Deadly rampage in Canada follows ‘ambush’ of Toronto police officer – The Guardian

Suspect killed by police after standoff in Hamilton cemetery after constable among two killed and three seriously wounded
A Toronto police officer was shot dead in an unprovoked “ambush” before a gunman killed another man and left three others with serious injuries in a deadly rampage on Monday afternoon. The suspect was later killed in a cemetery following a standoff with police.
The attacks began around 2pm on Monday, at a Tim Hortons restaurant in the city of Mississauga, west of Toronto. Constable Andrew Hong, a 48-year-old traffic services officer, was on his lunch break from a joint training exercise when he was shot and killed at close range by the gunman. Another person was shot and left with “life-altering” injuries.
The suspect then fled in a black Jeep, leading police on a pursuit that spanned three communities.
An emergency alert was sent to residents, warning of an “active shooter, armed and dangerous”.
Later in the afternoon, another shooting was reported in the city of Milton. Shakeel Ashraf, the owner of an auto repair shop in Milton where the suspect was an employee, was killed and two others were injured.
Police eventually tracked the suspect to a cemetery in the city of Hamilton, where he was killed following a standoff.
Hong, a 22-year veteran of the Toronto police, is survived by his wife, two children and parents.
“This is devastating news for his family and for all members of the Toronto police service and our entire policing community. We will lean on each other while we work to support Constable Hong’s family, and each other, in our grief,” said Toronto’s interim police chief, James Ramer.
A procession of police vehicles, including SUVs and motorcycles, escorted Hong’s body from the scene of the shooting. A line of officers saluted the vehicles as they drove past.
“May Constable Andrew Hong rest in peace.

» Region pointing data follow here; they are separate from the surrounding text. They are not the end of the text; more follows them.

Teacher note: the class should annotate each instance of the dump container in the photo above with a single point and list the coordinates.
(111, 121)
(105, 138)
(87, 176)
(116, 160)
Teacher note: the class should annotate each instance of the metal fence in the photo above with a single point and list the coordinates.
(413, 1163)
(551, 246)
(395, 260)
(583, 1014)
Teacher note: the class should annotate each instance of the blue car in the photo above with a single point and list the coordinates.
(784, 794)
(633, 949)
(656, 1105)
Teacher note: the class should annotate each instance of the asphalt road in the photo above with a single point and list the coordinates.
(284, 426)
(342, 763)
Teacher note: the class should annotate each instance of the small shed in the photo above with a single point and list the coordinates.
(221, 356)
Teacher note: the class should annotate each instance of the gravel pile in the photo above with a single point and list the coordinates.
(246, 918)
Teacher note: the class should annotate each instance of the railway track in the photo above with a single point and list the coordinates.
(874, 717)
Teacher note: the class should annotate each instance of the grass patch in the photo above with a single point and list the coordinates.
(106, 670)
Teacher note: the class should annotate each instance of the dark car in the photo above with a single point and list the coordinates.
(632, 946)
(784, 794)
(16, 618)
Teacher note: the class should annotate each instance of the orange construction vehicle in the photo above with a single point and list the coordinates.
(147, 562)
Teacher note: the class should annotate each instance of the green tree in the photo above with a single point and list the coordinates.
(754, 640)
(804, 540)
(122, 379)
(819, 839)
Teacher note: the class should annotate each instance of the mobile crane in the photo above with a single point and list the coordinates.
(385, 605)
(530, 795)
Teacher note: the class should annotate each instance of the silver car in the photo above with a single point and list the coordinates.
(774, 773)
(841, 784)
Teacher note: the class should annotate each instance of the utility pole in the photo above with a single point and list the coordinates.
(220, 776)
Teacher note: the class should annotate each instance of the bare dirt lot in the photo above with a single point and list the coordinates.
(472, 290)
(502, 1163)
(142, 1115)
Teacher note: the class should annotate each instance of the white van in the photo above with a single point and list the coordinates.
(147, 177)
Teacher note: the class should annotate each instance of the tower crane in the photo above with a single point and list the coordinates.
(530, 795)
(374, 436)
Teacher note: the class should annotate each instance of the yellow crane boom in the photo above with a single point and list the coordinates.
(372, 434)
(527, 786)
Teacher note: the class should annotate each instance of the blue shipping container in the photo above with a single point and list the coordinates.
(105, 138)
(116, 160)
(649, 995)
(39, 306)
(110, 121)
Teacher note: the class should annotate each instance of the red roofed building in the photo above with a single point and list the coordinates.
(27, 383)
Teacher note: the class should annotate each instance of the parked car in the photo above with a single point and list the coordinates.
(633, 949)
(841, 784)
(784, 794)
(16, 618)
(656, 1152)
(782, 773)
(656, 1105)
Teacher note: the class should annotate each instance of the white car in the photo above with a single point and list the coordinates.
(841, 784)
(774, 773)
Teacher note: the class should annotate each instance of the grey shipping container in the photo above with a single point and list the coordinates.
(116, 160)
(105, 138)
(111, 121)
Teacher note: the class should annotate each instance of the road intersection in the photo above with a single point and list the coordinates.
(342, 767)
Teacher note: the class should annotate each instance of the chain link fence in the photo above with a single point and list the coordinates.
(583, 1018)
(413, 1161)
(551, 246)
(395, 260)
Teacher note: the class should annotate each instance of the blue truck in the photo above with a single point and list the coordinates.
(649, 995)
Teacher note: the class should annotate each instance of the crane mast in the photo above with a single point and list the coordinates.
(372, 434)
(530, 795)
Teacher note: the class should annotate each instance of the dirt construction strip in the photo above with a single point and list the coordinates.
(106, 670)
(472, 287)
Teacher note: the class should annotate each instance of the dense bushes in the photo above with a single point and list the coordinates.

A husband, father and hero, he and his loved ones are in my prayers,” tweeted the Ontario premier, Doug Ford.
Toronto’s mayor, John Tory, who called Hong a “gentle giant”, ordered flags to remain at half-mast at Toronto city hall, civic centres and other city locations.
“[Hong] was somebody that meant a lot to [other officers]” said Tory. “This is one of those kinds of things that just breaks your heart.”
The province’s police watchdog, the Special Investigations Unit, says it is investigating the fatal shooting at the cemetery.
“There is a lot to go through in the cemetery,” Kristy Denette, a spokesperson for the SIU, told reporters. “It’s not clear which firearm led to the death of the suspect … [and it is] unclear whether the person was armed and shots were exchanged.”